The more I think about it, I think my plug must have been undersized.  If it was .002" undersized, which would make sense if there was a burr in the tube from when the supplier cut it off (I can't remember if I checked for one which makes me think I didn't), when I squeezed in, part would shrink to -.002" then the other two sides would swell to +.002" which would account for the .004 .000 .004 .000 reading. I didn't leave it in the chuck and I hope it won't stay that way.  It was only chucked for 15 minutes tops.


----------



## shooter123456 (Sep 7, 2016)

Tozguy said:


> What Tony said.
> What is the wall thickness of the pipe?
> With a steady I'd be concerned about the pipe walking out of the 4 jaw. What about putting a plug in both ends and holding the pipe between centers?


Its 1.5" OD 316 seamless with .065" walls for 1.37" ID.  I have to thread the inside so I could only plug one end.  I suppose I could do both to get it running true then set the steady rest.  It would be tough to remove the plug though wouldn't it?


----------



## Wreck™Wreck (Sep 7, 2016)

Tubing is not round, the larger the less round it is. If you want to prepare it for a steady put  something on the tailstock end, it doesn't have to be a plug nor fit in the ID, indicate it there and knock it around with a mallet until it is as close as possible then do the chuck end. Tighten and lock the TS quill and if permitted  turn a band on the OD away from the threads wide enough for the steady rollers, on such a small DOM tube this may require only a few .001's, set the steady there and go to town.

If a band is not permitted use a Catshead. You will notice that nearly every hydraulic cylinder has a steady rest band near the open end. Running a part that is even slightly out of round in a steady will result in the same or more error on the turned diameter.

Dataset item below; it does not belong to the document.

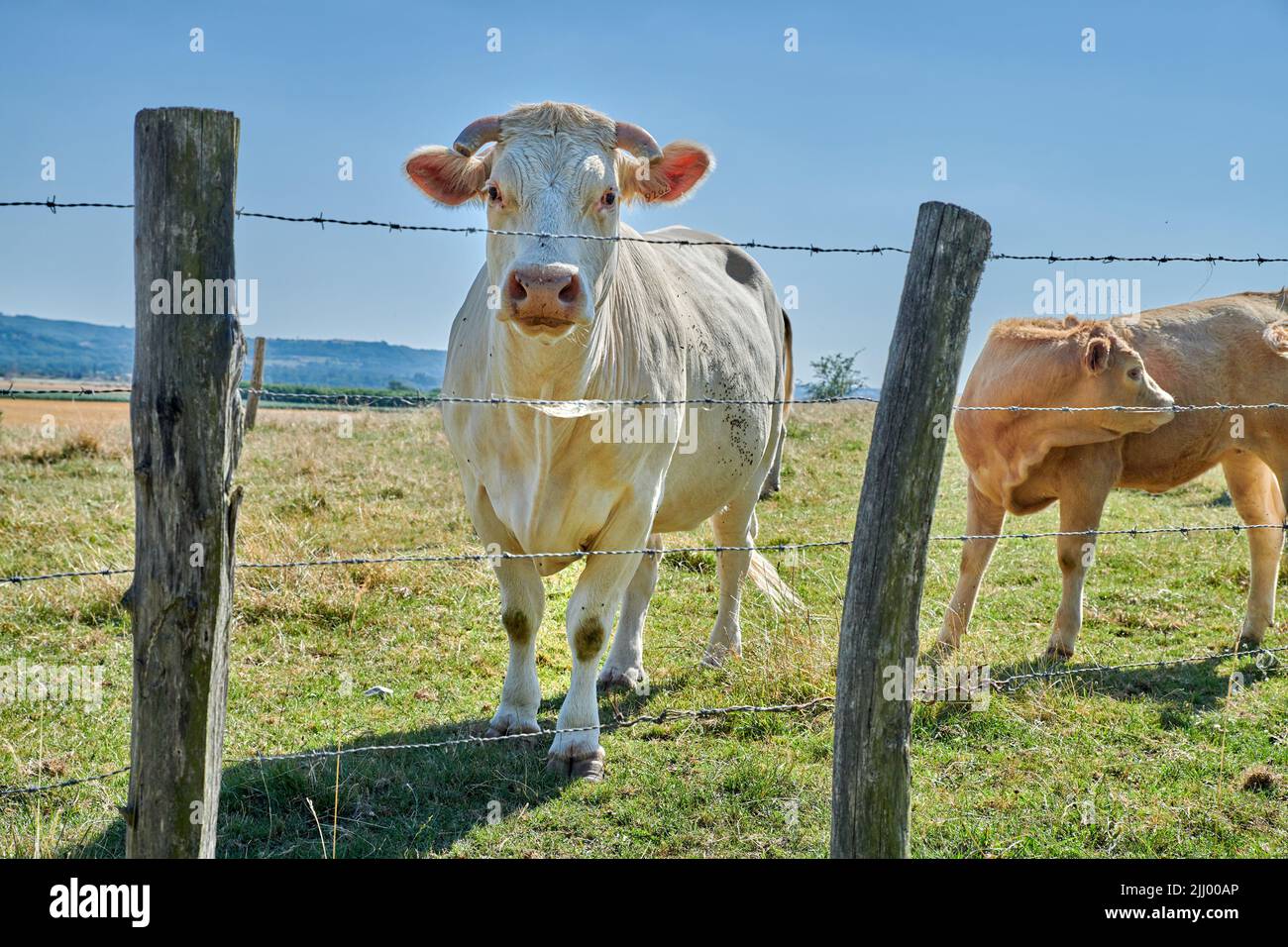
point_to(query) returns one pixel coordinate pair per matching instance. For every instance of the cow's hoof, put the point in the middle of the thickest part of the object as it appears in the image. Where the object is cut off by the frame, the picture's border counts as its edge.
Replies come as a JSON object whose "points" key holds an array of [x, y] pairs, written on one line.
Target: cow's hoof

As a side note if you use a steady with roller bearings DO NOT let chips get between the rollers and work or Catshead. I broke the frame of a steady on a 20"+ lathe this way, the steady had to get bigger or the work smaller, the work won and the casting broke.

I do it this way


----------



## shooter123456 (Sep 7, 2016)

Wreck™Wreck said:


> Tubing is not round, the larger the less round it is. If you want to prepare it for a steady put  something on the tailstock end, it doesn't have to be a plug nor fit in the ID, indicate it there and knock it around with a mallet until it is as close as possible then do the chuck end. Tighten and lock the TS quill and if permitted  turn a band on the OD away from the threads wide enough for the steady rollers, on such a small DOM tube this may require only a few .001's, set the steady there and go to town.
> 
> If a band is not permitted use a Catshead. You will notice that nearly every hydraulic cylinder has a steady rest band near the open end. Running a part that is even slightly out of round in a steady will result in the same or more error on the turned diameter.
> 
> ...



I appreciate your response.  There are a few parts I do not understand.  First when you say "put something on the tailstock end and indicate it there".  What are you suggesting I put on the tailstock end?  Are you just saying to put it in the chuck, get the tail end turning true with a mallet, then get it turning concentric using the chuck? Also you say "Tighten and lock the TS quill" what would I be tightening it against?

Unfortunately, I can't turn a band on the tube for the steady rest.  I can't make the tube any thinner than it already is.  Regarding a catshead, would I have the chuck hold that or is the best bet to attach it to the tube then turn the catshead in the steady rest? I don't have one now so I would have to make it.  Can you suggest a material for it?

I use a steady with bronze tips.  I try to keep it pretty clean but is it as much of a concern as with the roller bearings?

Again I really appreciate you sharing the knowledge.  I came here to learn and feel like I am getting exactly what I need.


----------



## JimDawson (Sep 7, 2016)

Tozguy said:


> What about putting a plug in both ends and holding the pipe between centers?



I think @Tozguy has the right idea here.  Trying the thread a tube that is slightly out of round in a steady rest is not going to go well.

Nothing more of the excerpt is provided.